Wings of the Ocean

WINGS OF THE OCEAN : DEVENIR ECOVOLONTAIRE POUR UNE MISSION EN MER

Partir à bord d’un trois-mâts pour apprendre à naviguer et dépolluer les océans en même temps : voilà ce que propose l’association Wings of the Ocean. J’ai voulu en savoir plus sur cette traversée qui permet de voyager tout en ayant une action positive sur l’environnement. Je suis donc allée voir Julien Wosnitza, un des co-fondateurs de Wings of the Ocean, pour mieux comprendre le projet de cette association qui part en mer avec des écovolontaires, mais aussi des scientifiques à son bord pour dépolluer les océans.

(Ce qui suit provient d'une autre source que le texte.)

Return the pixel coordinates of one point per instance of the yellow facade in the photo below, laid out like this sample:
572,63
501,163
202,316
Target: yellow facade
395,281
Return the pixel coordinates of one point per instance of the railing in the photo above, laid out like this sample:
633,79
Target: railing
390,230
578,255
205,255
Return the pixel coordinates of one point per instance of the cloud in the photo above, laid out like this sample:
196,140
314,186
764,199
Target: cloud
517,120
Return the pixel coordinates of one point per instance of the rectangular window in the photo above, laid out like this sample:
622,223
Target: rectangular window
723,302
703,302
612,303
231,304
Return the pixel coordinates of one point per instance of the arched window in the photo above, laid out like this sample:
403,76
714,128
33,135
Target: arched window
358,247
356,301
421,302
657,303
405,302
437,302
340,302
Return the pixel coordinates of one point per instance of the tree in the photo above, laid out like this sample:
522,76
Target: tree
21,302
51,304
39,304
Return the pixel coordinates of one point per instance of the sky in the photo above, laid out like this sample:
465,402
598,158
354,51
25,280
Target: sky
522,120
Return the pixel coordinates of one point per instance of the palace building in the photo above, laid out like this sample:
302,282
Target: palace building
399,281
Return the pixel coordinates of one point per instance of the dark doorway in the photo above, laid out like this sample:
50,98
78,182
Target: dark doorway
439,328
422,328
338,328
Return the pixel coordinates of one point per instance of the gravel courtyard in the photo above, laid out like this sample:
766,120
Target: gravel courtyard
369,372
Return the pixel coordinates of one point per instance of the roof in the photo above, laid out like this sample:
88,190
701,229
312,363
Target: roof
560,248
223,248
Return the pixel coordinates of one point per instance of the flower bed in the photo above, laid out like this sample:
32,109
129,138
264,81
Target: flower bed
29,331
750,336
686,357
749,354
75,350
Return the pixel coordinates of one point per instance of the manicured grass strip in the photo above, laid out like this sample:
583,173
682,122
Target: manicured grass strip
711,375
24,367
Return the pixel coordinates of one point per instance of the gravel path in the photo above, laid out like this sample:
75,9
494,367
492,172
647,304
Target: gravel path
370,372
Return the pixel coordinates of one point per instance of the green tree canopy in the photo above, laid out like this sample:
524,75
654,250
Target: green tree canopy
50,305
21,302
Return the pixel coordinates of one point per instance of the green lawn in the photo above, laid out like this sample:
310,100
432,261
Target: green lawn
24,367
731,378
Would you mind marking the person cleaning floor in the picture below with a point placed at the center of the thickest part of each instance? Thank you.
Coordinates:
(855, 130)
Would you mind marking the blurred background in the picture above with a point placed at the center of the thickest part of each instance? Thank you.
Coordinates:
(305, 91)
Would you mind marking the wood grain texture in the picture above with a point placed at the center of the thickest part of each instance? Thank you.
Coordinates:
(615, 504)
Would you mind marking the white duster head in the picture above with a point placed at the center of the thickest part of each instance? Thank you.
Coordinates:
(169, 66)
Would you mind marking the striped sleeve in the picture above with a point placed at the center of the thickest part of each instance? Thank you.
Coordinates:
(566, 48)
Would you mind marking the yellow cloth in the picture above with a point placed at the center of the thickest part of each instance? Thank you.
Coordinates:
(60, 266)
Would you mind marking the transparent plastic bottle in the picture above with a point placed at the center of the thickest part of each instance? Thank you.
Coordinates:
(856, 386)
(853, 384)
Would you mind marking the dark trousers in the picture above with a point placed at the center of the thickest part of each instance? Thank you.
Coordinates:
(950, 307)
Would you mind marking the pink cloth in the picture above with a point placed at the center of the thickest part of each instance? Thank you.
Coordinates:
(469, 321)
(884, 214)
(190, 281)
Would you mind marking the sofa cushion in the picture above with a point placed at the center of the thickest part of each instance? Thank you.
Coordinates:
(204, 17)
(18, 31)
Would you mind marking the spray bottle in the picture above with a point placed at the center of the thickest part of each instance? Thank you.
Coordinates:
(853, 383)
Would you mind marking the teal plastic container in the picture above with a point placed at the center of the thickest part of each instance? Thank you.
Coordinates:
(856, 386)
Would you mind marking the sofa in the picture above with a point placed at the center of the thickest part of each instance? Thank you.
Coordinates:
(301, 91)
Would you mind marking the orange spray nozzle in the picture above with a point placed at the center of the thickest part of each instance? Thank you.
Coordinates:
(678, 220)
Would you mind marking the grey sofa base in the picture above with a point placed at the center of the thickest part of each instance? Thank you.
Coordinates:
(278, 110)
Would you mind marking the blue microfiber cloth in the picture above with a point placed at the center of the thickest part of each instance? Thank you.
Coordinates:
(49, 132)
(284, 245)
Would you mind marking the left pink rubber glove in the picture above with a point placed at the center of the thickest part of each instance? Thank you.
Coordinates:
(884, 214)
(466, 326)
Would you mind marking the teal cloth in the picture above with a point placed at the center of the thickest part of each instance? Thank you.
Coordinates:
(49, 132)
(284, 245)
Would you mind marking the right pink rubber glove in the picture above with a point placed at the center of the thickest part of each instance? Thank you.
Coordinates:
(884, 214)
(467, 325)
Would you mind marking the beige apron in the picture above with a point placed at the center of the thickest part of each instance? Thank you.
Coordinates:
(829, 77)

✯ Retrouvez l’interview vidéo de Julien à la fin de l’article 🙂

wings of the ocean world me now

©Wings of the Ocean

L’ASSOCIATION WINGS OF THE OCEAN

✯ SA CRÉATION
Elle a été créée à l’initiative de Julien Wosnitza et Sébastien Fau, qui se sont rencontrés en mer, lors de campagnes pour Sea Shepherd en 2016. Constatant que de nombreux filets se trouvaient à la dérive dans les mers, ils ont voulu s’associer pour créer un “navire-école” dont la mission serait d’effectuer des recherches scientifiques, de récupérer les déchets en mer, mais aussi d’emmener à son bord des écovolontaires pour partir dépolluer des océans tout en les formant à la navigation.

✯ LE NAVIRE
L’association a remis sur pied un voilier 3 mâts datant de 1974 pour son expédition, nommé le Kraken. Il fait 47 mètres de long et est assez grand pour accueillir jusqu’à 38 personnes pour des navigations longues, dont 24 écovolontaires. Dans le navire, on trouve 3 espaces de détente intérieurs : un bar avec vue panoramique, un réfectoire, et un espace lounge, mais aussi des espaces extérieurs pour manoeuvrer le bateau et stocker les déchets récupérés en mer.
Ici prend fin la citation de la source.